The CBIC further clarified that RoSCTL claims would be applicable to shipping bills filed on or after 01 January 2021. If a shipping bill has been filed prior to 01 January 2021 but processed after 01 January 2021, it will not be eligible for RoSCTL benefit (as per new scheme). Hence, the date of filing of Shipping Bill and not date of LEO is relevant. For the residual RoSCTL claims of the period prior to 01 January 2021, these would continue be transmitted for issuance of scrips, as done till now.
Implementation of RoDTEP scheme in Custom Automated System has been developed. However, till date, only capturing of RoDTEP claims in the shipping bill was enabled whereas the rates and codes were not notified even if the scheme was operationalized w.e.f. 01 January 2021.
Accordingly, it has been clarified that for shipping bills filed between 01 January 2021 to 01 October 2021, the benefits will be calculated on value equal to declared export FOB value of the said goods or up to 1.5 times the market price of the said goods, whichever is less. Further, for the shipping bills filed on or after 01 October 2021, the benefit will be calculated in the shipping bill with the actual ad valorem rates but not exceeding per unit value caps if any, on value equal to declared export FOB value of the said goods or up to 1.5 times the market price of the said goods, whichever is less.

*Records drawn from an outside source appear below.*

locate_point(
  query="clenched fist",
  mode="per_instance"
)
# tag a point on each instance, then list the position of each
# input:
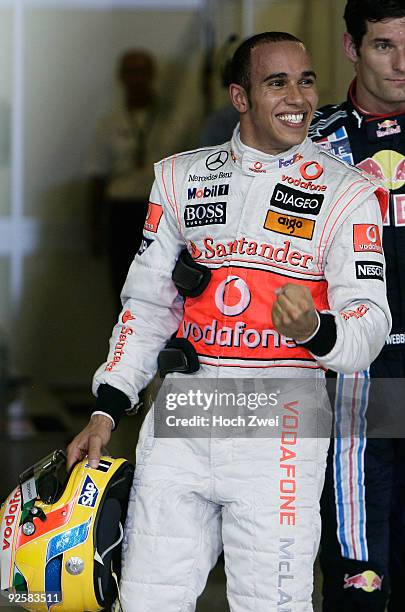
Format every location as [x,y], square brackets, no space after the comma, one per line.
[294,314]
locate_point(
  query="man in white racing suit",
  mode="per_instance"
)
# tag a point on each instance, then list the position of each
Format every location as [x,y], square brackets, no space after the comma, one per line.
[274,218]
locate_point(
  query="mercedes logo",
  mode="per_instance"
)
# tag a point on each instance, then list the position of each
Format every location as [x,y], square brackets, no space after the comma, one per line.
[217,160]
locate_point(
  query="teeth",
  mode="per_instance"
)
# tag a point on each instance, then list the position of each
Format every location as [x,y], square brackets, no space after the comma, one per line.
[298,118]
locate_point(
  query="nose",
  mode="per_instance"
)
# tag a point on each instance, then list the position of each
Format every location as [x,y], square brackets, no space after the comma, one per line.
[398,61]
[294,94]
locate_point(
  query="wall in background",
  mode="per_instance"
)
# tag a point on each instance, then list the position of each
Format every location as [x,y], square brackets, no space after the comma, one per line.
[57,63]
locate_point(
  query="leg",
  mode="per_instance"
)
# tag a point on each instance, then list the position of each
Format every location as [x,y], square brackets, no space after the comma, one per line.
[172,535]
[355,509]
[270,522]
[397,540]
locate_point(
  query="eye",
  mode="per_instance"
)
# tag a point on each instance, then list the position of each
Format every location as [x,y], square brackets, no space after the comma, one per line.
[382,46]
[309,82]
[277,83]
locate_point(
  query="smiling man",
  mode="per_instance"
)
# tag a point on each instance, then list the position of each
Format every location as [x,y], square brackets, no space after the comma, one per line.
[366,477]
[267,223]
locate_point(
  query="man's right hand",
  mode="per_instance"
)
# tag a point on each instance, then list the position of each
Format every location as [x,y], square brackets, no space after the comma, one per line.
[90,441]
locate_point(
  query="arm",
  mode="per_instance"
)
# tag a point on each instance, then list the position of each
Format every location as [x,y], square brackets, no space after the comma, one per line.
[151,313]
[350,335]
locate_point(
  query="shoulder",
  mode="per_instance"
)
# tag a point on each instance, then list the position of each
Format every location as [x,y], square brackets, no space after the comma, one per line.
[327,119]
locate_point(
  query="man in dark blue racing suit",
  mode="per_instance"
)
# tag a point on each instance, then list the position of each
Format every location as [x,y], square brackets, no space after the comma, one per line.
[363,506]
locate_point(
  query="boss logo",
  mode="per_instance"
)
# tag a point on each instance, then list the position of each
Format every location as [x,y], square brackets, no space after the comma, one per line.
[293,200]
[369,269]
[208,192]
[205,214]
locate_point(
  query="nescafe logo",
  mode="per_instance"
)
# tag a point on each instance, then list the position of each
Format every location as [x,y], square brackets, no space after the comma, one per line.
[310,171]
[232,296]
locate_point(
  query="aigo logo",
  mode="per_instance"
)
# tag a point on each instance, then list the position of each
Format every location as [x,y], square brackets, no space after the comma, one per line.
[232,296]
[310,171]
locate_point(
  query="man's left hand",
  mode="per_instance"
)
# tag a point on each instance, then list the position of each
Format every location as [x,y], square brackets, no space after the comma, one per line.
[294,314]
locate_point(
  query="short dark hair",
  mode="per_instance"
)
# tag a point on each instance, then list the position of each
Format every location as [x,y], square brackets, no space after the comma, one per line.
[358,12]
[239,67]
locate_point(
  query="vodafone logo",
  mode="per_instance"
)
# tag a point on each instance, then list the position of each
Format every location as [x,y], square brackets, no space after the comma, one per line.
[372,234]
[310,171]
[232,296]
[257,167]
[366,237]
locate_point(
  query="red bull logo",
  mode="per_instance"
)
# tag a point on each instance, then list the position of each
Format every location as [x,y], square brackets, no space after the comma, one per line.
[388,127]
[369,581]
[386,166]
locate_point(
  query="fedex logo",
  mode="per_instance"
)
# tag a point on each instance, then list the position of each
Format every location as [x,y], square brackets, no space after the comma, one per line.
[208,192]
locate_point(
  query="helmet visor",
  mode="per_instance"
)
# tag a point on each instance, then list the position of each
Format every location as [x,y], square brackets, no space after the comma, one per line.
[45,479]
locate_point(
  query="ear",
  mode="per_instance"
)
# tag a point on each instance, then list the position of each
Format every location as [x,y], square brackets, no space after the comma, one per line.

CBIC vide Notification No. 45/2021-Customs dated 29 September 2021 has further extended exemption from the whole of the duty of customs leviable on COVID-19 vaccine till 31 December 2021. This notification shall come into force w.e.f. 01 October 2021.

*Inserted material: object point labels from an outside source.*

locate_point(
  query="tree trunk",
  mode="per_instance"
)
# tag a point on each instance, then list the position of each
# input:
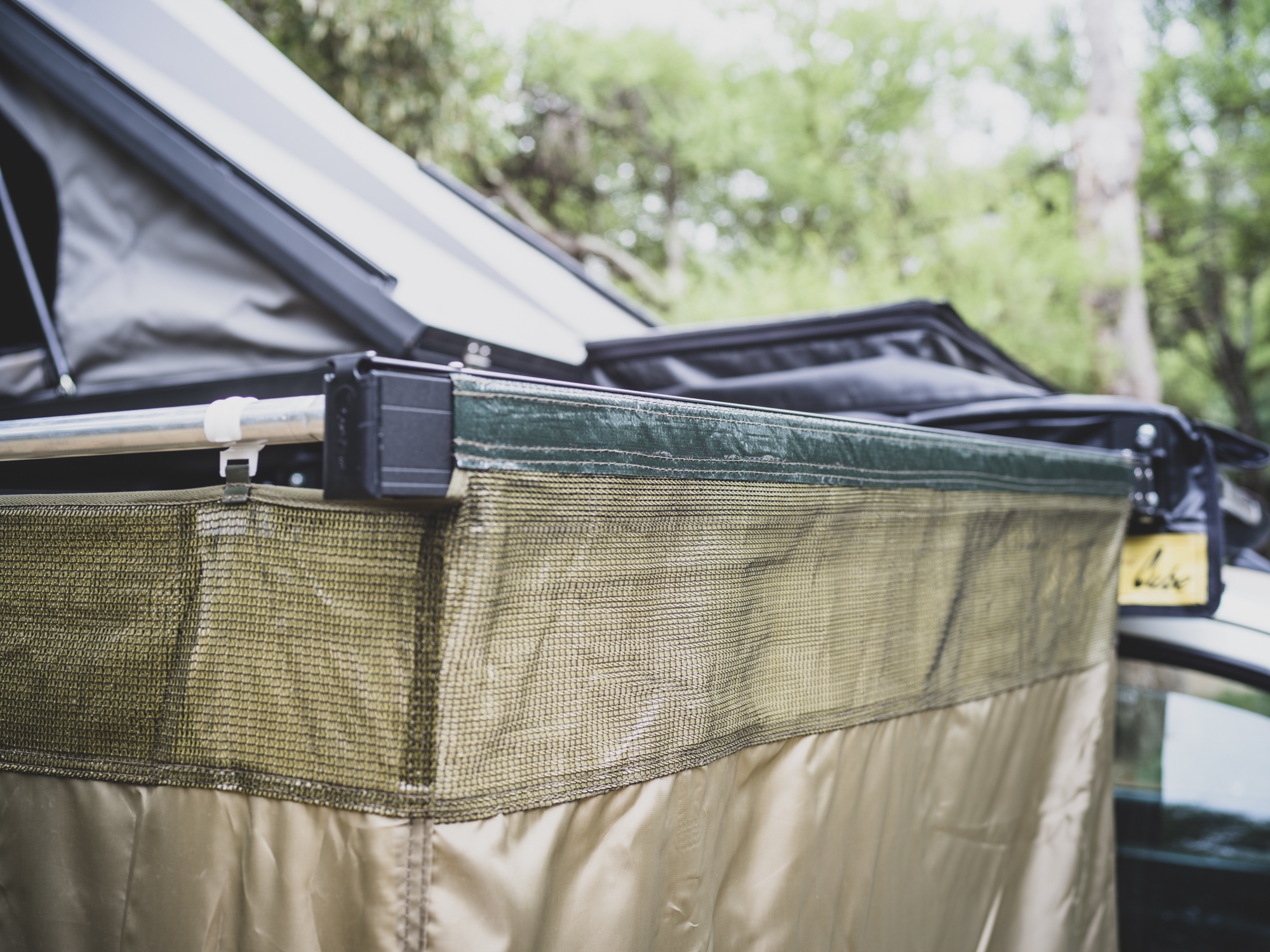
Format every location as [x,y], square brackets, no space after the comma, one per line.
[1108,141]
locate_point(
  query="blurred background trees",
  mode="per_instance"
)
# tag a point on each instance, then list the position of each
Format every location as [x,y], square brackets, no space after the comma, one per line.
[822,171]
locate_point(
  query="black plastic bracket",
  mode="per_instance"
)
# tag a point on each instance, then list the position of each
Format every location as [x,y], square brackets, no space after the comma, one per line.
[389,429]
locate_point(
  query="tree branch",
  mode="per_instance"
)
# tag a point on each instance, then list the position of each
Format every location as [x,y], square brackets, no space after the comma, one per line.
[647,282]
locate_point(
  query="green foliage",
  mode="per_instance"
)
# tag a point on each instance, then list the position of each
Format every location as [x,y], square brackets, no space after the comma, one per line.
[416,71]
[812,175]
[1206,191]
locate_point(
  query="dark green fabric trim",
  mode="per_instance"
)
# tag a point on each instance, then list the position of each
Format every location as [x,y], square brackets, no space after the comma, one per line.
[515,426]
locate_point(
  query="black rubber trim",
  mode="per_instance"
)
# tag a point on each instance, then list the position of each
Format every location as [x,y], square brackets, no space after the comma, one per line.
[314,259]
[1141,649]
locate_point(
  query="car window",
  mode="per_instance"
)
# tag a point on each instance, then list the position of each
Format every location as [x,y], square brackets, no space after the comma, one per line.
[1193,810]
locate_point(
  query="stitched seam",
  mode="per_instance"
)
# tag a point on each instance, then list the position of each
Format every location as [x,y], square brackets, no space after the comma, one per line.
[933,439]
[1031,480]
[899,474]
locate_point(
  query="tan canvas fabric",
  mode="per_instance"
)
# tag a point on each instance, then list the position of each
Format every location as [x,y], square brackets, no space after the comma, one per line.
[982,827]
[88,866]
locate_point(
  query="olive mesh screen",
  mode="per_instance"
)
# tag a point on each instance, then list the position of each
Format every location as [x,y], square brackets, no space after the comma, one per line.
[551,638]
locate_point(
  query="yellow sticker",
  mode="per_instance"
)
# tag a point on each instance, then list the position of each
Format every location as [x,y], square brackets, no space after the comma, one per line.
[1164,570]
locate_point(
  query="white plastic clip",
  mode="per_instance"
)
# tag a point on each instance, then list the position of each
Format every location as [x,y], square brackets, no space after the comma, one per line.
[223,423]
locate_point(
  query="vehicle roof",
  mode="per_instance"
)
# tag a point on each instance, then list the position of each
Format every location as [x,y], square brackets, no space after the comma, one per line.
[1238,633]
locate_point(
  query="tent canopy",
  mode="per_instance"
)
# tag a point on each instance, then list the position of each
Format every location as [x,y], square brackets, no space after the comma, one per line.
[220,211]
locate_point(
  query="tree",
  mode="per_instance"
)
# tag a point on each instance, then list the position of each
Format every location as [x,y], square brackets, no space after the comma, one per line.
[420,72]
[1206,188]
[1108,141]
[617,135]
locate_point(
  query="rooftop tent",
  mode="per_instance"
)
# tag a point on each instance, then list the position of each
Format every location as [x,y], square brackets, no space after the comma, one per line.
[655,673]
[220,213]
[919,362]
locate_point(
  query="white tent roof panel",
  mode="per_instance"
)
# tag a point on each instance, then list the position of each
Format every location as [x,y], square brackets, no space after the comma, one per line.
[455,267]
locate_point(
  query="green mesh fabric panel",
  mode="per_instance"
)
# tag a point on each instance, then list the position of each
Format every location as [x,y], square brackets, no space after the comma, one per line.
[516,426]
[551,638]
[274,649]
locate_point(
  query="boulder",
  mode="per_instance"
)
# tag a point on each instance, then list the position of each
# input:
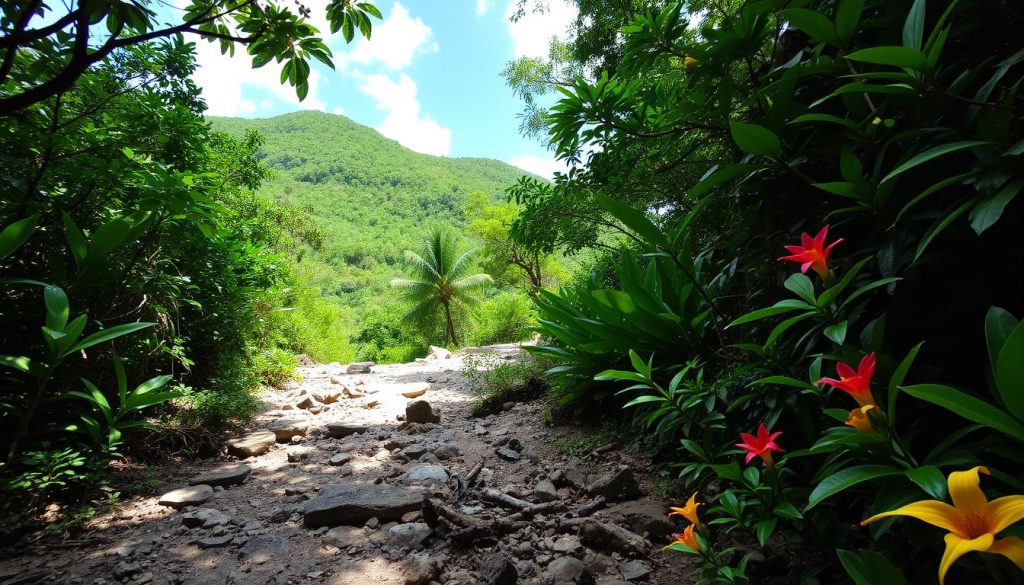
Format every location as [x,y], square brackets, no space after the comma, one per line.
[353,504]
[229,474]
[342,429]
[359,368]
[252,445]
[192,496]
[421,411]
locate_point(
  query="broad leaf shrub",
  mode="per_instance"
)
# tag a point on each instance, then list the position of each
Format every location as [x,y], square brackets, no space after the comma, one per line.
[846,178]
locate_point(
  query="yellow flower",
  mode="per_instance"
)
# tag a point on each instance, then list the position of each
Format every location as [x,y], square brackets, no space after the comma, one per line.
[689,511]
[686,537]
[973,521]
[858,418]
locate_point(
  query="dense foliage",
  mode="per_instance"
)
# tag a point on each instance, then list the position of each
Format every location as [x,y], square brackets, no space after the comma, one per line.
[716,133]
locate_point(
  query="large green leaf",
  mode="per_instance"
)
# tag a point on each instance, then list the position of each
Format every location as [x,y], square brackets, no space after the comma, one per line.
[16,234]
[968,407]
[846,478]
[756,139]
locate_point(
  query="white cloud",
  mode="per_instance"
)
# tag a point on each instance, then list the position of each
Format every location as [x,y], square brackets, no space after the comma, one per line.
[223,79]
[539,166]
[403,122]
[531,34]
[395,42]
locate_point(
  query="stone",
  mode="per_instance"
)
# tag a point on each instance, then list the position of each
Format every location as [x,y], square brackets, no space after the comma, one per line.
[340,458]
[359,368]
[565,570]
[342,429]
[611,537]
[354,504]
[296,454]
[546,491]
[286,428]
[343,537]
[192,496]
[409,536]
[497,570]
[634,570]
[215,541]
[418,570]
[617,485]
[423,473]
[252,445]
[421,411]
[229,474]
[205,517]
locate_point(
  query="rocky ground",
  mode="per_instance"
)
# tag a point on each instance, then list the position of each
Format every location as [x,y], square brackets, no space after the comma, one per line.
[357,477]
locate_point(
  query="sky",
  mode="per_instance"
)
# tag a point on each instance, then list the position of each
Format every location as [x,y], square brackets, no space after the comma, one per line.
[430,78]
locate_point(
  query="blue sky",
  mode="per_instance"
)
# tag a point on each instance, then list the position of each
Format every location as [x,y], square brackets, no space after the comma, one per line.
[430,78]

Inverted Duty Structure under GST is a situation where the GST rate on Inputs is more than the GST rate applicable on the finished goods, consequently resulting in accumulation of ITC to the manufacturers. A rule has been prescribed for refund of ITC in such situations, however, it was categorically amended so as to exclude the portion of ‘input services’ from the definition of ‘Net ITC’.

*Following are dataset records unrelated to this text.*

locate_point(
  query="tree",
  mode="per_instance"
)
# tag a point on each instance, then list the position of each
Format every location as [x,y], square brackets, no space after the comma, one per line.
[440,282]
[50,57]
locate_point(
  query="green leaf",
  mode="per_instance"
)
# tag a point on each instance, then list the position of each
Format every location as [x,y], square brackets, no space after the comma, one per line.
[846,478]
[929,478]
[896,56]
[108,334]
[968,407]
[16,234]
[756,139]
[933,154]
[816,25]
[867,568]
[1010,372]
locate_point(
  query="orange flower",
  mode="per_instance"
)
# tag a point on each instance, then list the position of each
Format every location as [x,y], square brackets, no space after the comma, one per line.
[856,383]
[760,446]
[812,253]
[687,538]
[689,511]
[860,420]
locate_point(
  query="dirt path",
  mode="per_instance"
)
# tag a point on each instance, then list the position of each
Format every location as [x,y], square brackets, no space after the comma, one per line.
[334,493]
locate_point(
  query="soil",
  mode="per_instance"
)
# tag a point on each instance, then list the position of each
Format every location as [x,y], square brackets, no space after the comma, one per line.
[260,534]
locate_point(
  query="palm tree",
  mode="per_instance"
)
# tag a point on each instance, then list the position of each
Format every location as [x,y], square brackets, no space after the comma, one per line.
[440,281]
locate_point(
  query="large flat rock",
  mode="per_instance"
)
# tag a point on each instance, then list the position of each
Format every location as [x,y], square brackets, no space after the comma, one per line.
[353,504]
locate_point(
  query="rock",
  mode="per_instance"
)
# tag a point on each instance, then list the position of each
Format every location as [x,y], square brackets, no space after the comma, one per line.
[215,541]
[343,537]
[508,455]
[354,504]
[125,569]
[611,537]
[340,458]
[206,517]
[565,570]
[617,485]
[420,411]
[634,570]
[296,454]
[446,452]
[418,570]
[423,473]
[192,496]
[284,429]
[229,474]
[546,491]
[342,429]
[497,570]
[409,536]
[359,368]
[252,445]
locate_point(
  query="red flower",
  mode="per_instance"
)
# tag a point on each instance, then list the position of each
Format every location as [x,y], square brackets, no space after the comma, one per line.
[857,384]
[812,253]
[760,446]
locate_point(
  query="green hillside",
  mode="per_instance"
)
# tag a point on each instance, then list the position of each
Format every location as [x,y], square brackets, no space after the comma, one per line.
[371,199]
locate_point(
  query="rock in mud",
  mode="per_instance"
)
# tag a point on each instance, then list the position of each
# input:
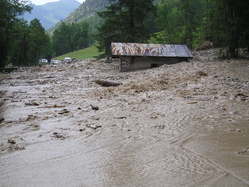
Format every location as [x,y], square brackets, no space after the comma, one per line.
[93,126]
[64,111]
[94,107]
[32,104]
[201,74]
[11,141]
[107,83]
[59,135]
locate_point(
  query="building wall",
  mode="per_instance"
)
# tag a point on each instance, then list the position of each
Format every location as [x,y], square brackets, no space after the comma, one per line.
[136,63]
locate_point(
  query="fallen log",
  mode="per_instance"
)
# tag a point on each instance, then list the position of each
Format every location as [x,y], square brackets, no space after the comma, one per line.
[107,83]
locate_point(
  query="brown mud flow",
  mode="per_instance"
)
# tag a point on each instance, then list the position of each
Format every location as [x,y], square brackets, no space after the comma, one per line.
[185,124]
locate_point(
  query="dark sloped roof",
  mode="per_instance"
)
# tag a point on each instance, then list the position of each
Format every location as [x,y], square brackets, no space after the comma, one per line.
[150,50]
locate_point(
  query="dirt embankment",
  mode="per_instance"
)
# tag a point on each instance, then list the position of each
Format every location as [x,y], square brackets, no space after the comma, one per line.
[185,124]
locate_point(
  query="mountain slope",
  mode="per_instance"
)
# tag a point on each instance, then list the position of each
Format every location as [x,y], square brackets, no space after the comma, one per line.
[87,9]
[51,13]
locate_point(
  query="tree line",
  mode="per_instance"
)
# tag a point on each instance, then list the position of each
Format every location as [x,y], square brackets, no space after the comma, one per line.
[191,22]
[23,43]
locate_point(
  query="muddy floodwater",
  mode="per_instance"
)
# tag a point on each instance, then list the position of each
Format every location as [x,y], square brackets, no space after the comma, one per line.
[184,124]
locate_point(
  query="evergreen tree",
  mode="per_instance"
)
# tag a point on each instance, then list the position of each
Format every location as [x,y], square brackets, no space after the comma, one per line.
[9,10]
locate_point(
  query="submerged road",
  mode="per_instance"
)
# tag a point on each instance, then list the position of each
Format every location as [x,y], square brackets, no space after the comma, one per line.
[178,125]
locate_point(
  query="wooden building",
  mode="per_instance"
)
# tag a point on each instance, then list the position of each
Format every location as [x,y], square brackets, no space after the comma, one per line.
[134,56]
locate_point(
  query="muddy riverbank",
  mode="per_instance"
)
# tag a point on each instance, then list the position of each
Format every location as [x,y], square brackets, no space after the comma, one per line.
[185,124]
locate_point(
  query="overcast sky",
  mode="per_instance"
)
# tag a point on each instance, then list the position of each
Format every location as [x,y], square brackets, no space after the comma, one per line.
[40,2]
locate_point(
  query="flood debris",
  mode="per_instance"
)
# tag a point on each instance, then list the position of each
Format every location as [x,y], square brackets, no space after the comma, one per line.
[59,135]
[94,126]
[244,151]
[242,96]
[166,118]
[33,103]
[107,83]
[64,111]
[94,107]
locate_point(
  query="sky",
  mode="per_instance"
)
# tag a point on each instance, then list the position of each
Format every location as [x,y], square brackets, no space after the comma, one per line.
[40,2]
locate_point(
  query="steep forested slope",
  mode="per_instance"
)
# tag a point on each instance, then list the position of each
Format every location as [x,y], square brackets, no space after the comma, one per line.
[51,13]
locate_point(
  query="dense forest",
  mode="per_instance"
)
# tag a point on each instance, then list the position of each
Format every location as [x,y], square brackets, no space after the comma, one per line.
[191,22]
[21,44]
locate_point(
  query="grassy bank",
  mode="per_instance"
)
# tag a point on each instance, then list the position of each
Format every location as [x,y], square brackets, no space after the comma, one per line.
[90,52]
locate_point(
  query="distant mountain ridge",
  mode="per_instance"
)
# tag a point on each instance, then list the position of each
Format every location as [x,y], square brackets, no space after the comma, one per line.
[87,9]
[51,13]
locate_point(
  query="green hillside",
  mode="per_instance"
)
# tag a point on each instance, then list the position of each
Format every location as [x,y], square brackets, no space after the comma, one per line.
[90,52]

Given the retrospective amendment and other anomalies in the Rule, the matter was taken right up to the Supreme Court in the case of VKC Footsteps India Private Limited. In its 140-pager judgement, the SC has upheld the Rule excluding input services from the definition of Net ITC.
Dissecting the controversy surrounding the issue and the earlier decisions of High Court on the subject, we have penned down an article which has in turn been published by the Taxmann. The article decodes the rationale of the judgement and explores the nitty-gritties of the law and the approach taken by the SC. The Article titled “Inverted duty refund for input services under GST…end of uncertainty” has been attached herewith for your kind perusal.
On account of extraordinary disruption caused due to pandemic and representation received from various stakeholders, MCA vide General Circular No. 15/2021 dated 27 September 2021 extended the last date of filing of Cost Audit Report to the Board of Directors u/r 6(5) of the Companies Rule 2014.
In connection thereto, if the Cost Audit Report is submitted by 31 October 2021 for F.Y. 2020-21 then same shall not be viewed as violation to aforementioned Rule. Further, the Cost Audit Report in e-form CRA-4 shall be filed within 30 days from the date of receipt of copy of Cost Audit Report by the Company. Furthermore, if the Company has taken extension for conducting its AGM u/s 96(1) of the Act then the e-form CRA-4 should be filed as per the proviso of Rule 6(6).